Younes è caduto nella piscina dell'albergo in cui soggiornava con i familiari, riportando un violento trauma alla testa. Trasferito in una clinica locale, è stato posto in coma farmacologico a causa di un edema cerebrale. Le sue condizioni richiedono ancora un'attenta valutazione prima di definire tempi e modalità del trasferimento.

La famiglia deve sostenere direttamente le spese necessarie per il rientro sanitario, non essendo stata stipulata un'assicurazione di viaggio prima della partenza. Per questo è stata avviata una campagna online che, in pochi giorni, ha mobilitato migliaia di persone e raccolto oltre 80mila euro con più di 2.500 donazioni.

Per il rimpatrio è stata individuata anche un'équipe sanitaria italiana disponibile a occuparsi del trasporto. Restano però da completare le valutazioni cliniche, organizzative e logistiche indispensabili per stabilire quale soluzione possa garantire al bambino il trasferimento nelle condizioni di maggiore sicurezza.

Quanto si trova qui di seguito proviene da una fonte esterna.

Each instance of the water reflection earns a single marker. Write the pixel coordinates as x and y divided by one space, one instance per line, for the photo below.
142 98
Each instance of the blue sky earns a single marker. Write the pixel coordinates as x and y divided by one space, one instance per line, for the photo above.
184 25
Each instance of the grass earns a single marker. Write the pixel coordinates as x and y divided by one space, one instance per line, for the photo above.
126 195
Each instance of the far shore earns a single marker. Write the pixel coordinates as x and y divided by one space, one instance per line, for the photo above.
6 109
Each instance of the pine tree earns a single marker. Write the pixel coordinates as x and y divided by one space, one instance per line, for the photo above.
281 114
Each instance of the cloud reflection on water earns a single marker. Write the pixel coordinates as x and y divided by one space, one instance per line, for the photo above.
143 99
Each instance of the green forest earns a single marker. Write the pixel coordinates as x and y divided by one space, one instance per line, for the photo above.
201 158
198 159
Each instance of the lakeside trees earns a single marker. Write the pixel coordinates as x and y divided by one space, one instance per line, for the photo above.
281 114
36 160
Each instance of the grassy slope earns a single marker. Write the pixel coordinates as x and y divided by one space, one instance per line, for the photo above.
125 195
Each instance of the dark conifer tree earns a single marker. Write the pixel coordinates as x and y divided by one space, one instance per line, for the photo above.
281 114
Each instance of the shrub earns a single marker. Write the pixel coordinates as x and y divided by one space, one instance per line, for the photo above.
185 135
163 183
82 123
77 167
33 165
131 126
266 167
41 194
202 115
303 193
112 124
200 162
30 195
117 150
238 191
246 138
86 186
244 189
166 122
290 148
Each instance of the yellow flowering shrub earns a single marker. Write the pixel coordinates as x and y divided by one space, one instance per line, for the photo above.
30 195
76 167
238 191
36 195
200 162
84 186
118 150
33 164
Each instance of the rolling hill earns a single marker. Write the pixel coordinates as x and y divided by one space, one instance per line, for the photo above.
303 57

La decisione finale dipenderà dalle indicazioni dei medici che stanno seguendo Younes in Egitto e della struttura italiana destinata ad accoglierlo. L'organizzazione del viaggio sanitario resta quindi legata ai prossimi aggiornamenti sul quadro clinico e alle autorizzazioni necessarie.

La raccolta, intanto, continua. La risposta arrivata in pochi giorni ha consentito di raggiungere una somma vicina ai costi stimati per il trasferimento sanitario, indicati tra 60mila e 80mila euro, mentre familiari e persone coinvolte nell'iniziativa attendono di poter definire il rientro del bambino in Italia.